SCF/β-TrCP Promotes Glycogen Synthase Kinase 3-Dependent Degradation of the Nrf2 Transcription Factor in a Keap1-Independent Manner

Regulation of transcription factor Nrf2 (NF-E2-related factor 2) involves redox-sensitive proteasomal degradation via the E3 ubiquitin ligase Keap1/Cul3. However, Nrf2 is controlled by other mechanisms that have not yet been elucidated. We now show that glycogen synthase kinase 3 (GSK-3) phosphorylates a group of Ser residues in the Neh6 domain of mouse Nrf2 that overlap with an SCF/beta-TrCP destruction motif (DSGIS, residues 334 to 338) and promotes its degradation in a Keap1-independent manner.
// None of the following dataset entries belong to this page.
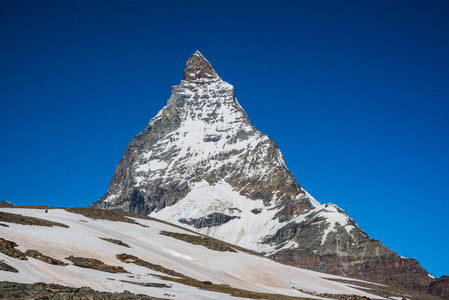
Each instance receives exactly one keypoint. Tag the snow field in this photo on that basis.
(239, 270)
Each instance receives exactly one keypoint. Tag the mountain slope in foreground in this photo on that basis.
(84, 247)
(200, 163)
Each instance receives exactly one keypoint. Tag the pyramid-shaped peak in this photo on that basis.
(197, 67)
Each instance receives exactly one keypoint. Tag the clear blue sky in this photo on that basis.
(355, 93)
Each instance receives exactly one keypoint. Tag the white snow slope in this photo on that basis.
(82, 238)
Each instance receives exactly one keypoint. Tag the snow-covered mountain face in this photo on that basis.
(78, 248)
(200, 163)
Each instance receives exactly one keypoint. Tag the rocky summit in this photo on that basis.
(200, 163)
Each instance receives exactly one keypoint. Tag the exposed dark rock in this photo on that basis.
(7, 247)
(256, 211)
(214, 219)
(205, 241)
(114, 241)
(5, 267)
(24, 220)
(148, 284)
(440, 287)
(126, 258)
(92, 263)
(197, 67)
(49, 260)
(4, 203)
(161, 166)
(40, 290)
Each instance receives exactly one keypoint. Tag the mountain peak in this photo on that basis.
(197, 67)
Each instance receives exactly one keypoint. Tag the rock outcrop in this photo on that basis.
(440, 287)
(201, 163)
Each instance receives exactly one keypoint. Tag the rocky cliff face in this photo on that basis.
(201, 163)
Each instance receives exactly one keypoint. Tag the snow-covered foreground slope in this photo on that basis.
(82, 239)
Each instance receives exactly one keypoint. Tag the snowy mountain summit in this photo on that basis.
(201, 164)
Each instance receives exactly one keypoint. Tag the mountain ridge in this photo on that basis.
(200, 163)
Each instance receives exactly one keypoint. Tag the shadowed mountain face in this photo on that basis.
(201, 163)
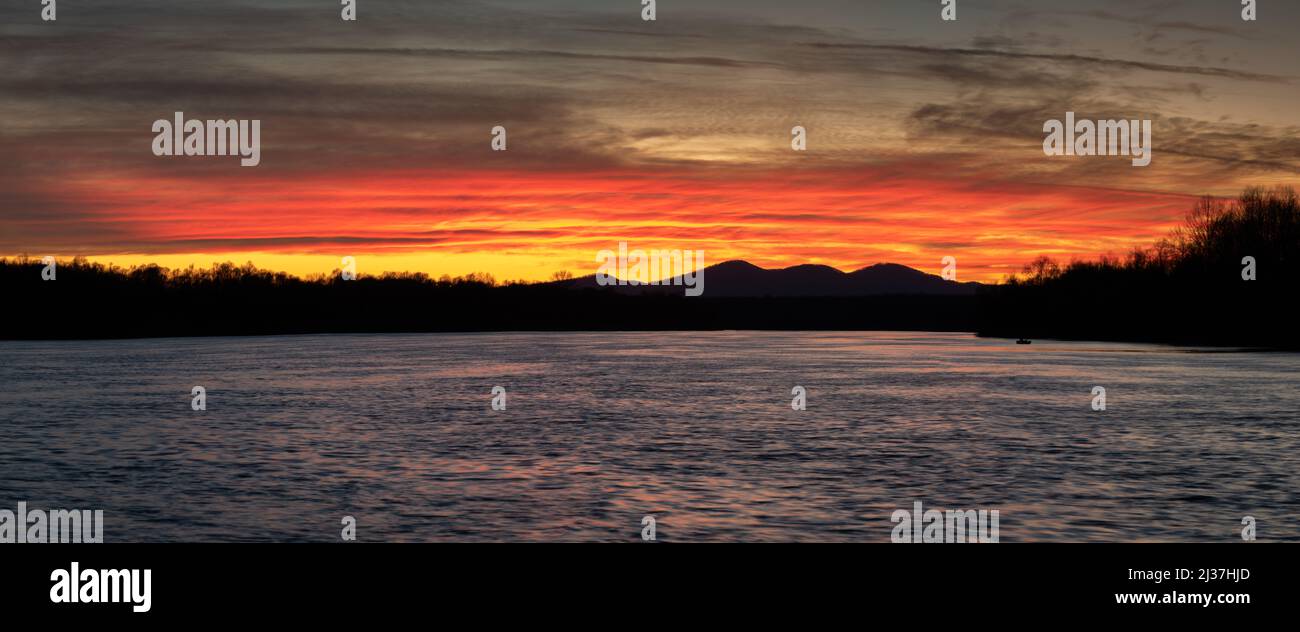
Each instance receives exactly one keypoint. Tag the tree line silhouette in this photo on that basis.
(96, 301)
(1187, 288)
(1184, 289)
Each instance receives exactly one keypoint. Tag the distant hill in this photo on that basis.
(742, 278)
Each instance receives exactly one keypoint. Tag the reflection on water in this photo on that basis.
(605, 428)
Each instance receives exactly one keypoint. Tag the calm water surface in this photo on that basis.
(605, 428)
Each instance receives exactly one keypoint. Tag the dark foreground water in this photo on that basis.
(692, 428)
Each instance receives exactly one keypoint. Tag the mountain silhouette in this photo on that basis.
(742, 278)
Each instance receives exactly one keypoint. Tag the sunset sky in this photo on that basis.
(924, 137)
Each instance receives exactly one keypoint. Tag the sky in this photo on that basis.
(924, 138)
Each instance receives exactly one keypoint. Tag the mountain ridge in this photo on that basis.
(737, 278)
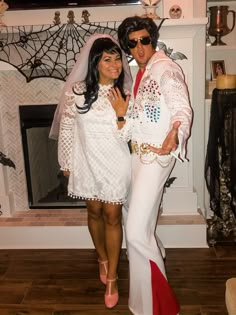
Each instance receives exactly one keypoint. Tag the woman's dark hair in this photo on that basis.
(99, 46)
(133, 24)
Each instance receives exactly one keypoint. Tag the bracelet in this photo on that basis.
(120, 118)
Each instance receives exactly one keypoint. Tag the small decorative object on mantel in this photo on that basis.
(150, 7)
(218, 23)
(3, 8)
(176, 9)
(226, 81)
(71, 17)
(85, 16)
(175, 12)
(57, 19)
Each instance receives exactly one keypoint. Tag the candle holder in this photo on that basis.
(150, 7)
(218, 23)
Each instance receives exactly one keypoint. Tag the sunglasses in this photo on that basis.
(132, 43)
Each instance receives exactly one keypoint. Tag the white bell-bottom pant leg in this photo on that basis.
(149, 292)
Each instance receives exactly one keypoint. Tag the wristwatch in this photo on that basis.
(120, 118)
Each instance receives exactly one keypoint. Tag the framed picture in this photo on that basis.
(217, 68)
(178, 9)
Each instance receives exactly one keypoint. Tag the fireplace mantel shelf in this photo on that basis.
(41, 50)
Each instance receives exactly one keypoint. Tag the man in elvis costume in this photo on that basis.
(160, 115)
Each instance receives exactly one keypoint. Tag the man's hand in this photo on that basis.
(170, 143)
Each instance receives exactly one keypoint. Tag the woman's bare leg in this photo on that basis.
(113, 237)
(97, 229)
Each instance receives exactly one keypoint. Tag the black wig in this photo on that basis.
(99, 46)
(133, 24)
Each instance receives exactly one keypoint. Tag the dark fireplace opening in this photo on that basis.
(46, 185)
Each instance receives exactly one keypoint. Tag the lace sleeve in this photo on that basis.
(65, 141)
(175, 93)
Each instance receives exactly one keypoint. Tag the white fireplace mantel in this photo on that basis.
(186, 196)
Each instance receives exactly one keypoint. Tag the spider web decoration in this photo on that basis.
(48, 50)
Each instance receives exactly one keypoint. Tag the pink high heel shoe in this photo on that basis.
(111, 299)
(104, 263)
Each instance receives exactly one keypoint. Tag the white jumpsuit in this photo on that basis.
(161, 99)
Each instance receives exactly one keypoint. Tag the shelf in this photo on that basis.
(221, 48)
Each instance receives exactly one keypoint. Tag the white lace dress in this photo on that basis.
(94, 151)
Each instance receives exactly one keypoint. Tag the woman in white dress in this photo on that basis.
(93, 149)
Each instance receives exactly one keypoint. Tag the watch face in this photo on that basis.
(175, 11)
(121, 118)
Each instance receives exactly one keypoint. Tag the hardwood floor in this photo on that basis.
(65, 282)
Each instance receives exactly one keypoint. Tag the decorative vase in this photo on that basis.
(218, 23)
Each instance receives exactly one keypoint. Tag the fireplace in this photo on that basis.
(46, 185)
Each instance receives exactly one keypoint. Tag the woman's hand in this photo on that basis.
(66, 173)
(118, 103)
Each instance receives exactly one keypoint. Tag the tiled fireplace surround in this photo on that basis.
(183, 201)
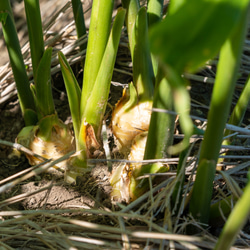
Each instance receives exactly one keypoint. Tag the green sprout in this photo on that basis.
(89, 104)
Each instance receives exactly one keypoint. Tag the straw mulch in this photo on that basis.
(87, 219)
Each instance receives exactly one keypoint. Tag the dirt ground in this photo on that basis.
(48, 190)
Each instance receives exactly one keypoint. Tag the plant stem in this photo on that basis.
(22, 82)
(154, 11)
(154, 15)
(132, 7)
(143, 75)
(42, 89)
(161, 128)
(98, 37)
(96, 106)
(79, 20)
(220, 105)
(33, 15)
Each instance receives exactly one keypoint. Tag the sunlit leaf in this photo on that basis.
(194, 32)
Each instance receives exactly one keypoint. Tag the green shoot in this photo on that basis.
(17, 64)
(220, 105)
(79, 20)
(34, 22)
(87, 125)
(99, 30)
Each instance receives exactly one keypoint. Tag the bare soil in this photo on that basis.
(48, 191)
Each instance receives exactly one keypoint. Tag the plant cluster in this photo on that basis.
(163, 47)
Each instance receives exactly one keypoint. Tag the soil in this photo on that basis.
(49, 191)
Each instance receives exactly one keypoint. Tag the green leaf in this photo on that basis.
(73, 92)
(194, 32)
(97, 101)
(43, 91)
(3, 17)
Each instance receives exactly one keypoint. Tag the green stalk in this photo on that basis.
(155, 8)
(98, 37)
(22, 82)
(154, 11)
(79, 20)
(161, 128)
(42, 89)
(132, 7)
(160, 137)
(235, 222)
(226, 76)
(73, 92)
(96, 106)
(34, 22)
(143, 75)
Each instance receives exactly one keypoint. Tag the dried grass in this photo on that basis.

Nrf2 was stabilized by GSK-3 inhibitors in Keap1-null mouse embryo fibroblasts. Similarly, an Nrf2(Delta ETGE) mutant, which cannot be degraded via Keap1, accumulated when GSK-3 activity was blocked. Phosphorylation of a Ser cluster in the Neh6 domain of Nrf2 stimulated its degradation because a mutant Nrf2(Delta ETGE 6S/6A) protein, lacking these Ser residues, exhibited a longer half-life than Nrf2(Delta ETGE). Moreover, Nrf2(Delta ETGE 6S/6A) was insensitive to beta-TrCP regulation and exhibited lower levels of ubiquitination than Nrf2(Delta ETGE). GSK-3 beta enhanced ubiquitination of Nrf2(Delta ETGE) but not that of Nrf2(Delta ETGE 6S/6A). The Nrf2(Delta ETGE) protein but not Nrf2(Delta ETGE 6S/6A) coimmunoprecipitated with beta-TrCP, and this association was enhanced by GSK-3 beta. Our results show for the first time that Nrf2 is targeted by GSK-3 for SCF/beta-TrCP-dependent degradation. We propose a dual degradation model to describe the regulation of Nrf2 under different pathophysiological conditions.